На этом месте я, моего читателя всепокорный слуга и автор, излагающий эту повесть, позволил себя перебить Оноприя Опанасовича Перегуда почтительным замечанием, что допрашиваемые люди могли ему не поверить, что он вправе бить их кнутом и пытать на пытке, но он отвечал:
– А это позвольте: почему же бы они мне в том не поверили? Это в книжке пропечатано?
– Книжка эта, – отвечал я, – без сомнения, была издана много раньше, чем уничтожено рабство, и пытка, и кнут?
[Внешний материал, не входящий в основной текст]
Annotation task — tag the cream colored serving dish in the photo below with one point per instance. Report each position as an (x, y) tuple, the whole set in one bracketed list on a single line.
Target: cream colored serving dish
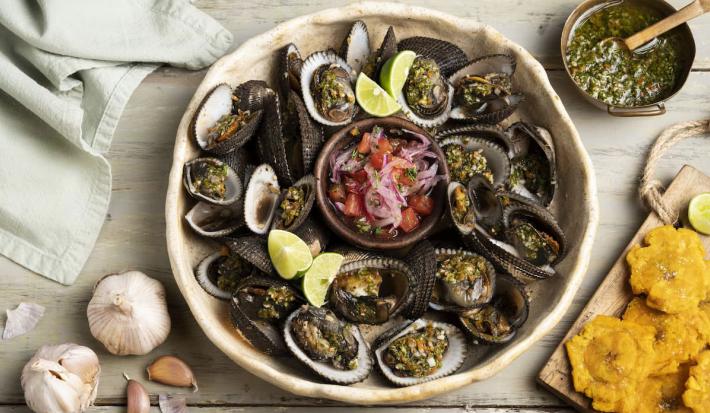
[(576, 196)]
– Извините-с! – отвечал бывший становой и достал у себя из «шуфлятки» тетрадь, содержащую «Чин во явление истины», и показал «выход», из коего видно было, что «книга сия напечатася во святом граде Москве в 1864 году индикта 6 месяца марта». И после сего Оноприй Опанасович сказал, что он имел полное право «предлагать пред очеса людей ужасный страх благоухищренным образом». И что это было очень хорошо, и никто этого порядка и не оспаривал, а, напротив, того, поелику сие на конокрадов превосходно действовало, то сельские люди очень сей закон возлюбили и почитали «выше всех томов Собрания». А за то, что Перегуд знал такой хороший закон, какого другие не знали, добрые люди его «поважали, а злодии трепетали», а оттого ему пришли разом великая польза и превеличайший вред, ибо он, с одной стороны, надеялся, что скоро после сего мог бы по сим правилам всем руководить и править даже до века, а с другой, его настиг злой рок в том, что, по выводе всех конокрадов, он впал в искушение, и в душе его зародилась ненасытная жажда славы и честолюбия. Тогда, обуреваемый этой страстию, Оноприй Перегуд из Перегудов захотел лучше всех отличиться на большее и «погиб, аки обра»[44], – окончательно скрывшись затем в здании сумасшедшего дома, где и ведется теперь эта беседа.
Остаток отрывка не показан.